The hardware and bandwidth for this mirror is donated by dogado GmbH, the Webhosting and Full Service-Cloud Provider. Check out our Wordpress Tutorial.
If you wish to report a bug, or if you are interested in having us mirror your free-software or open-source project, please feel free to contact us at mirror[@]dogado.de.

Introduction

We propose a simple dependence measure $\nu(Y, \mathbf{X})$ (A New Measure Of Dependence: Integrated R2.) to assess how much a random variable $X$ explains a univariate response $Y$.

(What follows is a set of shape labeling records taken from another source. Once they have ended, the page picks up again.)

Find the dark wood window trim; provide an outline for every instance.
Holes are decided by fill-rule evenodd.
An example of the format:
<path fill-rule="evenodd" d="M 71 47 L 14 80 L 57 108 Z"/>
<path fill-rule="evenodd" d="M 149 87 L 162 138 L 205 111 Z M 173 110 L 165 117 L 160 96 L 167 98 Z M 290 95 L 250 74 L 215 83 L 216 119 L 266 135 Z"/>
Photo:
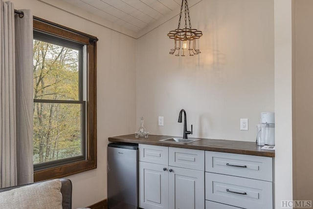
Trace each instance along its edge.
<path fill-rule="evenodd" d="M 37 19 L 40 19 L 37 18 Z M 60 178 L 94 169 L 97 167 L 97 109 L 96 109 L 96 42 L 90 42 L 90 37 L 97 40 L 96 37 L 75 31 L 66 27 L 58 27 L 51 22 L 34 18 L 34 30 L 47 33 L 59 37 L 69 39 L 87 46 L 88 59 L 88 98 L 87 102 L 86 115 L 86 159 L 63 165 L 62 166 L 35 171 L 34 181 Z"/>

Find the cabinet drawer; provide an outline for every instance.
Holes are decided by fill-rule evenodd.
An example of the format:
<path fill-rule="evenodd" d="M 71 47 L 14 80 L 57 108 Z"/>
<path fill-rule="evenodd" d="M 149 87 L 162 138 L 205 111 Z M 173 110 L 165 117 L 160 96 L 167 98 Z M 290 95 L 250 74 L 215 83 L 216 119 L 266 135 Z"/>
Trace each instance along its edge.
<path fill-rule="evenodd" d="M 206 200 L 205 209 L 240 209 L 240 208 Z"/>
<path fill-rule="evenodd" d="M 271 182 L 205 173 L 205 199 L 247 209 L 272 209 Z"/>
<path fill-rule="evenodd" d="M 139 145 L 139 161 L 168 165 L 168 147 L 155 145 Z"/>
<path fill-rule="evenodd" d="M 204 170 L 204 151 L 183 148 L 169 148 L 169 165 Z"/>
<path fill-rule="evenodd" d="M 271 157 L 205 151 L 205 171 L 273 181 Z"/>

Then the simple irdc dependence measure is defined as:

$$ \nu_{n}^{\text{1-dim}}(Y, X) := 1 - \frac{1}{2}\sum_{j \atop r_j \neq 1, n}\sum_{i\neq j, j - 1, n} \frac{\mathbb{I}[r_j\in\mathcal{K}_i]}{(r_j - 1)(n - r_j)}. $$ where $\mathbb{I}[r_j\in\mathcal{K}_i]$ is a 0-1 indicator function and $\mathcal{K}_i := [\min\{r_i, r_{i + 1}\}, \max\{r_{i}, r_{i + 1}\}]$ when we ordered data with respect to $X$ and rank with respect to $Y$. In A New Measure Of Dependence: Integrated R2, we conjecture that under the same assumptions $$\sqrt{n}\left(\nu_{n}^{\text{1-dim}}(Y, X)-\frac{2}{n}\right)$$ converges in distribution to $N(0, \pi^2/3 - 3)$ as $n\rightarrow\infty$.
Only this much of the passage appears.